O ponteiro que marca a velocidade não tem mais para onde ir, chegou ao fim da linha e treme como alguém tendo uma convulsão. Ela corajosamente coloca cabelos, rosto e braços para fora do carro e curte o vento no rosto de quando se está há mais de 200km/h. O volume mais alto do som toca uma música eletrônica que levantaria até um acamado de seu leito desprezível. E ela vai curtindo a batida, aproveitando os momentos em que a adrenalina anestesia as dores que ardem em seu coração. Volta para o carro e faz uma carreira de cocaína na mão mesmo e cheira como se inalasse o perfume dos Deuses! E onde essa noitada vai acabar? Não interessa! Ela só quer curtir sem pensar no amanhã e aceita correr os riscos, pois se o pior acontecer a lição que fica é a de que ela morreu tentando esquecer todo entulho acumulado em seu coração, morreu tentando juntar os pedaços de si mesma que foram se espalhando com o vento depois que ele partiu e a partiu... Ela não foi capaz de apagar as marcas, as lembranças, a saudade... e as carreiras cheiradas foram utopicamente poeira do seu próprio ser que ela inalou, na inútil tentativa de se restituir...

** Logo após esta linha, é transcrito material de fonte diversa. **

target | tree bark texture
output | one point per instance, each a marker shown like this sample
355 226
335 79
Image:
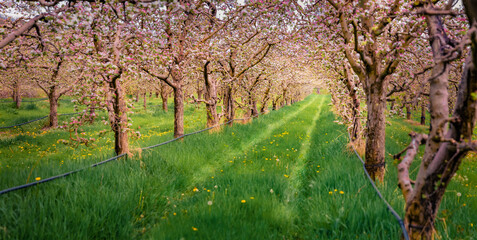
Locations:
117 110
449 138
376 130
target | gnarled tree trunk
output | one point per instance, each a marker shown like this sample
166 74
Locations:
17 95
445 146
376 129
117 110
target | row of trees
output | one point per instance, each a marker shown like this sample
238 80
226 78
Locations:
225 50
416 53
401 54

quarta-feira, 21 de junho de 2017

Inconstâncias

As vezes relembrar é doloroso. Revivemos mentalmente aquilo que um dia vivemos realmente e não raro a nostalgia vem ao meu encontro. Então me pego aqui, querendo reviver o passado, voltar no tempo onze anos e aproveitar tudo outra vez. E beijar muito mais, apertar mais forte aquele homem nos meus braços, namorar seus olhares, arrepiar quando a pele dele encostava na minha, sentir novamente borboletas no estômago, sonhar e ser carinhosamente chamada de 'Deusa'. Reviver as loucuras de jovem casal apaixonado, essas lembranças hoje se tornam esperança, sei que o fim nunca existiu realmente; eu vou continuar esperando ele voltar até o meu último suspiro... mas minhas esperanças são tão infundadas, elas não tem do que se alimentar, sobrevivem apenas dos meus sonhos... Seria a mulher mais feliz do mundo se ele desse um sinal, um sim, um "me espera", mesmo que nunca aconteça, me bastaria sonhar com isso a vida inteira...Quanta coisa eu fiz pra esquecer e nunca consegui... será que era pra esquecer mesmo? 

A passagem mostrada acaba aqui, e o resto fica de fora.